Dengan pesatnya perkembangan ekonomi Tiongkok, percepatan proses urbanisasi yang berkelanjutan, dan meningkatnya taraf hidup masyarakat, pembuangan limbah rumah tangga mulai menjadi masalah utama yang harus segera diatasi oleh pemerintah daerah. Tiongkok menghasilkan hampir 150 juta ton limbah kota setiap tahun, dan stok kumulatif limbah padat kota telah mencapai 7 miliar ton.

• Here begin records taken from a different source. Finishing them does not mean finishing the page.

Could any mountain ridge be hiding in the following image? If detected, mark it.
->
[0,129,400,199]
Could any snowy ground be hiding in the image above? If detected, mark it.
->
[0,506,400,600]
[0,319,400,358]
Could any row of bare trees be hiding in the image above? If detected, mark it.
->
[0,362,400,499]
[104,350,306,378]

Sampah yang terkumpul ini menempati sejumlah besar sumber daya lahan, dan jika tidak dilindungi dengan baik, sampah tersebut juga akan menghasilkan lindi TPA dan gas beracun, dan selanjutnya mencemari badan air dan lingkungan sekitar, yang memengaruhi produksi dan kehidupan normal penduduk sekitar, dan membahayakan kesehatan fisik dan mental penduduk. Oleh karena itu, bagaimana menangani sampah rumah tangga secara ilmiah, aman, dan standar, telah menjadi masalah yang mendesak dan akut. Saat ini, ada berbagai cara untuk membuang sampah rumah tangga, terutama termasuk penimbunan sampah sanitasi, pemilahan, pengomposan, pembakaran, dll. Pembakaran sampah telah menjadi arah pengembangan utama pengolahan sampah Tiongkok di masa depan, dan memiliki keuntungan yang jelas dalam hal tidak berbahaya, pengurangan, dan daur ulang.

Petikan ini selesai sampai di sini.